By M.H. Cavanaugh
Christian Action League
November 25, 2014
NORTH CAROLINA – According to Time Warner Cable News, more magistrates have resigned their posts because of their objections to performing same-sex marriages than previously reported. Since the ruling of Judge Max O. Cogburn of Asheville that knocked down the State’s Marriage Protection Amendment, sixteen judges have either retired or resigned.
Although the reason for their leaving was not stated by the Administrative Office of the Courts, TWC News has said they have been able to determine that at least 10 of the sixteen left because they were unwilling to perform gay nuptials.
TWC News says it reached out to many current and former magistrates who turned down their interview requests because “they either feared losing their jobs, while others feared for their safety saying they have received personal threats because of the controversial issue.”
“There have been no efforts by the AOC to accommodate magistrates who have religious objections to performing same-gender ceremonies,” said Dr. Mark Creech, executive director of the Christian Action League. “The only people willing to defend and stand for religious liberty in this case, are North Carolina Senate Republicans, led by Senate President Pro-Tempore, Phil Berger. Our Governor has also been cravenly silent on the matter.”
Berger and 28 other Senate Republicans sent a letter to Judge John W. Smith, director of the AOC in late October, citing federal law, the First Amendment, and various judicial rulings that clearly show magistrates who have religious concerns should not have to choose between their jobs and their religion. Moreover, Berger has promised to put forward legislation in the next session of the North Carolina General Assembly clarifying the religious liberties of magistrates.
Speaker Thom Tillis and Senate President Pro-Tempore, Phil Berger have intervened in cases against the State’s Marriage Amendment and promised to appeal rulings that struck it down as unconstitutional.
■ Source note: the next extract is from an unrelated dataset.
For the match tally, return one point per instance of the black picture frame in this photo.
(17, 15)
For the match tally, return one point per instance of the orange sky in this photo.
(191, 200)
Judge William Osteen in Greensboro has granted them standing.
Moreover, two counties, Gaston and Brunswick counties have passed resolutions in support of North Carolina’s Marriage Protection Amendment and have asked the nation’s Highest Court, the U.S. Supreme Court to hear an appeal. Gaston County approved their resolution at their meeting Thursday, November 13, and Brunswick County approved their own at their meeting, Friday, November 21.
Governor McCrory has only said the State will comply. “The administration is moving forward with the execution of the court’s ruling and will continue to do so unless otherwise notified by the courts,” he said.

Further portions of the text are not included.